Price and monthly budget

Price you can expect to pay for a Alpine Dachsbracke puppy: between 600 € / $ 1 / £1 and 800 € / $ 1 / £1
These prices are indicative and may vary from breeder to breeder

Tips About this breed

This sweet little dog doesn't appreciate city life. He loves the great outdoors, countryside and mountains, walks and exercise. For city dwellers who love the breed, it is best to get the dog used to the city at an early age so that he can enjoy it, but he will still need walking often and taken out into the great outdoors in order to keep him happy.

Widely used for hunting, the Alpine Dachsbracke is excellent for hunting fox, wild boar, hare and even game birds. However, he does not hunt in packs, preferring to work alone.

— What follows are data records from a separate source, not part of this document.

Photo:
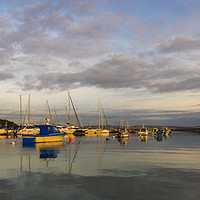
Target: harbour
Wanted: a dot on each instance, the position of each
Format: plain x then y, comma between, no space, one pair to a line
96,168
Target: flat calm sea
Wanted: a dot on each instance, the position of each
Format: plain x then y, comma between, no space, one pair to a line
93,168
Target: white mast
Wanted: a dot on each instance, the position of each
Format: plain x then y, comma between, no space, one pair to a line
69,109
21,110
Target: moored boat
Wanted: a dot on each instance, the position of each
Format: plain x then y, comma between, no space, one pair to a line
143,131
123,134
48,133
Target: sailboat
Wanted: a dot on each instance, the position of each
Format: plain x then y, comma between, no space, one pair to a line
102,121
143,131
48,133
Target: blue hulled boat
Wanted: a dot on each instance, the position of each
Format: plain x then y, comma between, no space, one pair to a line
48,133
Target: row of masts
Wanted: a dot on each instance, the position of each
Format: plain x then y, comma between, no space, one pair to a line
54,119
124,125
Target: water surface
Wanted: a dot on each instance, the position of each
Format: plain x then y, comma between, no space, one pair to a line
93,168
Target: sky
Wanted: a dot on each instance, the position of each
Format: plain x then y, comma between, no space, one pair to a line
141,58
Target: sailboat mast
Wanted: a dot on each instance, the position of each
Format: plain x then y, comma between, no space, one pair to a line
66,114
21,110
99,113
29,109
69,109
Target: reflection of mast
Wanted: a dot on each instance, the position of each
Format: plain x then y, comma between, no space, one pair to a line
70,163
21,163
66,115
29,109
21,110
29,163
69,109
102,116
101,151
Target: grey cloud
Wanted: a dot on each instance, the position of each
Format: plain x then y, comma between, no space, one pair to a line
119,71
6,75
4,23
188,84
179,44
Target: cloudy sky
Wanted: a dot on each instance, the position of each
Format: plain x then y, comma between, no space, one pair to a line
140,57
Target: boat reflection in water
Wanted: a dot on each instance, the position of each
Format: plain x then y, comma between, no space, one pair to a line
123,141
158,138
49,151
143,138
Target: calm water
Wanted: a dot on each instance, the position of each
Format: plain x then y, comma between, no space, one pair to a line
93,168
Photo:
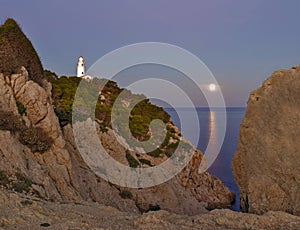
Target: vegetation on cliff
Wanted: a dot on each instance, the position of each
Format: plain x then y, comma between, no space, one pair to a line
16,51
63,93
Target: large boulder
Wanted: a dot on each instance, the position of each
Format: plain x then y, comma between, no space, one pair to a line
16,51
266,163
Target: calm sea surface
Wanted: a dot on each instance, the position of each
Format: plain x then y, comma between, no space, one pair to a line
210,128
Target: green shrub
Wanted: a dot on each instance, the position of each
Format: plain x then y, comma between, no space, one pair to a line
35,138
126,194
155,153
23,183
133,163
145,161
3,179
45,225
153,207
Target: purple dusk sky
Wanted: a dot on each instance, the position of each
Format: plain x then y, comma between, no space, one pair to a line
242,42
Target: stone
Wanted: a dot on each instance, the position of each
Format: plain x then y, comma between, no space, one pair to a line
266,163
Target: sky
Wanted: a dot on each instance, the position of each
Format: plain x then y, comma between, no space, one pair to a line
242,42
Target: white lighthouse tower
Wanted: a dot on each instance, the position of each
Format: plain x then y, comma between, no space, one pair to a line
80,67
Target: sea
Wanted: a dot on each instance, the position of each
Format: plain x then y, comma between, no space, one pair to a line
211,129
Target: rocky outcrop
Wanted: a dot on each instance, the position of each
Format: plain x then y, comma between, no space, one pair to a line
16,51
60,174
266,163
54,174
18,211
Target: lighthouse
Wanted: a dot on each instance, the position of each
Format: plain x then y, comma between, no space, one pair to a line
80,67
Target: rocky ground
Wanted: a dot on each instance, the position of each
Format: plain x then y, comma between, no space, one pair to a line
23,212
266,163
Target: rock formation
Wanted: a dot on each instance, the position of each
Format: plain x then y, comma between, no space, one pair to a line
16,51
60,174
266,163
18,211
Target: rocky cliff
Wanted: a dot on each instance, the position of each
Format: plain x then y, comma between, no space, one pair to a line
56,171
18,211
16,51
266,162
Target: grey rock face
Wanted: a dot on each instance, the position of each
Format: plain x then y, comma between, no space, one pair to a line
266,163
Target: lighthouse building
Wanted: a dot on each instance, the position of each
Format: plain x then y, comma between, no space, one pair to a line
81,69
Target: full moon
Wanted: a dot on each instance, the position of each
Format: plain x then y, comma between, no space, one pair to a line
212,87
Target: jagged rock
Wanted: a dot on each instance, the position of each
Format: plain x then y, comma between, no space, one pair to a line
266,163
60,173
19,211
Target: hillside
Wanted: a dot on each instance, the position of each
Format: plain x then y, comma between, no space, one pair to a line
16,51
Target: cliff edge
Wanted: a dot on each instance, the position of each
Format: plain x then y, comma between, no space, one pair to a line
266,163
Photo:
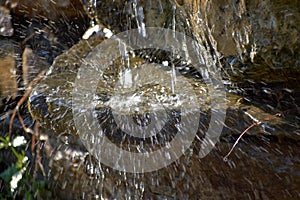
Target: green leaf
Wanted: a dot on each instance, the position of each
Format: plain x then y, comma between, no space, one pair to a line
8,173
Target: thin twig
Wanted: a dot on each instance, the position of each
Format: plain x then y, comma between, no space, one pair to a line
267,118
237,141
23,99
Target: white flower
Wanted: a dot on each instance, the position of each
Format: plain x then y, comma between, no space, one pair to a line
18,141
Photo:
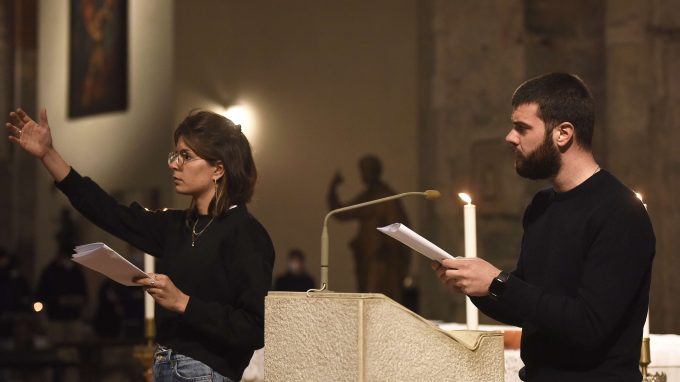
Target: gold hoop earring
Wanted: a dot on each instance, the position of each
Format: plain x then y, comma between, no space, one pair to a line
217,193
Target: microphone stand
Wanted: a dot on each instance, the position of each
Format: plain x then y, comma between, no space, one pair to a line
429,194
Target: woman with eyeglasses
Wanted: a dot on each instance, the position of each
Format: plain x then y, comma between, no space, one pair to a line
214,259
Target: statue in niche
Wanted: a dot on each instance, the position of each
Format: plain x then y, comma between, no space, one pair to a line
381,263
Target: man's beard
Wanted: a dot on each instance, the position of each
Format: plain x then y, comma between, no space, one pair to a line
542,163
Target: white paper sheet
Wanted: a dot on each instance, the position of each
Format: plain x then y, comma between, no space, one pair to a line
99,257
414,241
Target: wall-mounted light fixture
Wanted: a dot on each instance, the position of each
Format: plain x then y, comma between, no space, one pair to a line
240,115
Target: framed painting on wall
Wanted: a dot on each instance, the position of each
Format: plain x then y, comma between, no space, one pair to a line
98,67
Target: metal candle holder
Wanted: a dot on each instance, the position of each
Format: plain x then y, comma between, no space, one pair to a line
645,360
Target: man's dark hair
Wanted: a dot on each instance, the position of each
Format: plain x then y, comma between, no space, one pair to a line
561,97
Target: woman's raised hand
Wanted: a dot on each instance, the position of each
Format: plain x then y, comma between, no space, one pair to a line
34,137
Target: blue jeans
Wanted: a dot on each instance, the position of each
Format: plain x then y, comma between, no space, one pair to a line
169,366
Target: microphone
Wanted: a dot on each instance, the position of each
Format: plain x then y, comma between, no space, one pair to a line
428,194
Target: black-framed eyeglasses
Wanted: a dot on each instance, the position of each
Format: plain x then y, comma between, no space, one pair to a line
180,157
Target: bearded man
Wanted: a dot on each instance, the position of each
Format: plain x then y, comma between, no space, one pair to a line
580,291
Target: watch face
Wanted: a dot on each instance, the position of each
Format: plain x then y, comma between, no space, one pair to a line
497,286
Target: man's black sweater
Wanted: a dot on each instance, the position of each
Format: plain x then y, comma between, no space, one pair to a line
226,274
581,288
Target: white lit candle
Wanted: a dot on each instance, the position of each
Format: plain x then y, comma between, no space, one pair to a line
148,300
645,329
470,224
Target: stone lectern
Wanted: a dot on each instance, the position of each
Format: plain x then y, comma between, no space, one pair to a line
368,337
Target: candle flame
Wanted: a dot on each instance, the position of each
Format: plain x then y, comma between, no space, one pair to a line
465,197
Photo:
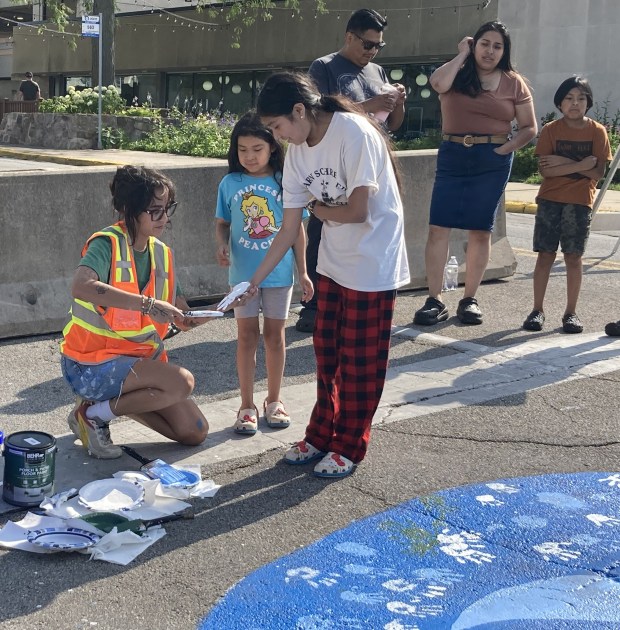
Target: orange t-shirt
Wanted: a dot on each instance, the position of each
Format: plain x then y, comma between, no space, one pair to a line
489,113
557,138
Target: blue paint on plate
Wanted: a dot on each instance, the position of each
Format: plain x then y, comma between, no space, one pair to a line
515,554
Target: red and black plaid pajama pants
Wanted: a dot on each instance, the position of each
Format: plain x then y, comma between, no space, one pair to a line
351,344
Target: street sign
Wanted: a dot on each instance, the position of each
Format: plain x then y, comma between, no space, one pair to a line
90,25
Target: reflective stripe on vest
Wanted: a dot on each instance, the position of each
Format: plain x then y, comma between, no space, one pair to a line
97,334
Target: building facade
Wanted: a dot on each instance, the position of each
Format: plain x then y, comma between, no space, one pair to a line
169,55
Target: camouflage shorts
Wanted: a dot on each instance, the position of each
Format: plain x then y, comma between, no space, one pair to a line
557,223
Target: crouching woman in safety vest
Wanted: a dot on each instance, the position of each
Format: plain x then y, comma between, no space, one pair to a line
124,299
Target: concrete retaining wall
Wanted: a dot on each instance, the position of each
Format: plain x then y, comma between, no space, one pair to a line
47,217
67,131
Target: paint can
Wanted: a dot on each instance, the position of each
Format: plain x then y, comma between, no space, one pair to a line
29,466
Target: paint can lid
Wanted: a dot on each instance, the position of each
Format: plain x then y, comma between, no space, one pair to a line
30,440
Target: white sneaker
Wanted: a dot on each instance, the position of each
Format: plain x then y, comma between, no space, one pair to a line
94,437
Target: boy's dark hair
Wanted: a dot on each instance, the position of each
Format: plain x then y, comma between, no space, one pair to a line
467,80
364,20
250,125
283,90
133,188
573,82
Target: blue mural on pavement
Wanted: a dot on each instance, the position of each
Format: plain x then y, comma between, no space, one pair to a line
516,554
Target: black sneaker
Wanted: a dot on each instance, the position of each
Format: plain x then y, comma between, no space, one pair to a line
571,323
306,320
534,321
613,329
431,313
469,312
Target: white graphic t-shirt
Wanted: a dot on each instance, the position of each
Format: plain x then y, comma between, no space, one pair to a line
369,256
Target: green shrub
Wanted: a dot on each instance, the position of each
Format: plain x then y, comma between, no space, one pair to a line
430,140
85,101
208,135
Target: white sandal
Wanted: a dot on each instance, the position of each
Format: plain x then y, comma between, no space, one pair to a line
247,421
275,415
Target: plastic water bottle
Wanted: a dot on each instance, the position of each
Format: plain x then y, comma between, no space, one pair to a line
451,275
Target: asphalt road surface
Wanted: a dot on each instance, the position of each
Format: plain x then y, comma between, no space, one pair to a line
265,509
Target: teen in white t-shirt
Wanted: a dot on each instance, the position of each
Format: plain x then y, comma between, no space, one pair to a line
340,167
368,256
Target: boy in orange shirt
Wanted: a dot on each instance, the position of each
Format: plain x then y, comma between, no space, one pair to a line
573,152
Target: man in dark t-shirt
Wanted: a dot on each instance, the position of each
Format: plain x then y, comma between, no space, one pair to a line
351,73
28,89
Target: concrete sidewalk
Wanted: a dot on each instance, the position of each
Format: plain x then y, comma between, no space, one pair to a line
522,198
519,197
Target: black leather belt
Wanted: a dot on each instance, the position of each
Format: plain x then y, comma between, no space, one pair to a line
469,140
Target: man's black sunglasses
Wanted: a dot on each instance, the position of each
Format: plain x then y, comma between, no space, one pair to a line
368,45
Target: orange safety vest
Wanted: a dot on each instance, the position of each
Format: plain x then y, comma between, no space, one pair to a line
95,334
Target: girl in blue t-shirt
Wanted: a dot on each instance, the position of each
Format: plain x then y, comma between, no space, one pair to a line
248,216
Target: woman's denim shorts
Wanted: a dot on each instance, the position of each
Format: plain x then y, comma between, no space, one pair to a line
103,381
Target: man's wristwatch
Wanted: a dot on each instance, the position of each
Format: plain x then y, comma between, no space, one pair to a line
310,206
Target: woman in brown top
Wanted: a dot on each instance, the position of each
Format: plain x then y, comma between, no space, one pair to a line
480,95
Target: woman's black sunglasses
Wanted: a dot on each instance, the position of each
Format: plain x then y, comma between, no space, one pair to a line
157,214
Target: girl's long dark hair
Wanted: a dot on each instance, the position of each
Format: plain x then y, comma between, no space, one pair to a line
283,90
133,188
249,125
467,80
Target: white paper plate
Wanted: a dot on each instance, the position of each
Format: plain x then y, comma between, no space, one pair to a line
62,538
112,495
203,314
237,291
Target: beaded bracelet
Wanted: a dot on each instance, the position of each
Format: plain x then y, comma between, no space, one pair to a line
147,304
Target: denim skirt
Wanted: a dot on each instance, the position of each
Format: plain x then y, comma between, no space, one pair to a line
469,183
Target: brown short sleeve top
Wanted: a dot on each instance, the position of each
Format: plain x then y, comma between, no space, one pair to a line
488,113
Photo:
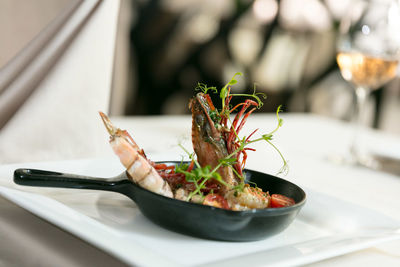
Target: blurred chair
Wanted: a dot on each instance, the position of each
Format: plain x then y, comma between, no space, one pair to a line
51,91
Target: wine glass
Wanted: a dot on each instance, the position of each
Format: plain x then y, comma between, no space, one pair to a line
368,54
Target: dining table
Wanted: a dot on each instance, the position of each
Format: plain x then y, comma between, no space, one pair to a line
351,216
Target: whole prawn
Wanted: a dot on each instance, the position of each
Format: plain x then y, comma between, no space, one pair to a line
138,167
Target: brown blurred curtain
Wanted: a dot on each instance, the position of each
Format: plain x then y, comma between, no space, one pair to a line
21,75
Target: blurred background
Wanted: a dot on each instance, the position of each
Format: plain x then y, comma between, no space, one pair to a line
286,49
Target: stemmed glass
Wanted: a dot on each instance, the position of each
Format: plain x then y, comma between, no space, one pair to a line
368,50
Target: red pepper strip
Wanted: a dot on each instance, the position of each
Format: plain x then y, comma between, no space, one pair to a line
248,138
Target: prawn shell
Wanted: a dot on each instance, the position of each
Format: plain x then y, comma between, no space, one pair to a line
209,222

He is an intelligent dog that should receive early training to control his somewhat independent character, slight stubbornness and socialization. His education must be firm and constant but never aggressive. The puppy is generally receptive and quickly understands what is expected of him. Afterwards, he will easily apply the rules he has learned.

Health of the Alpine Dachsbracke

This robust dog generally enjoys excellent health. The breed has no particular pathology and his life expectancy is pretty good.


It is best to check his drooping ears regularly to avoid potential infections. Even if regular brushing is necessary, it is still very easy to care of his coat. His maintenance is relatively easy and requires little time.

History of this breed

From ancient times, dogs very similar to him were used in the region of the Ore Mountains in Germany. Prince Rudolf of Habsburg used him in the 19th century during his hunting expeditions to Egypt and Turkey.

In 1932, the Austrian Umbrella Dog Association recognized the breed as the "Erzgebirge Alpine Dachsbracke", while the FCI recognized him as the Alpine Dachsbracke in 1975.

This highly appreciated hunting hound is widely used in the mountains. He is exclusively a great outdoors dog that doesn't really appreciate city life.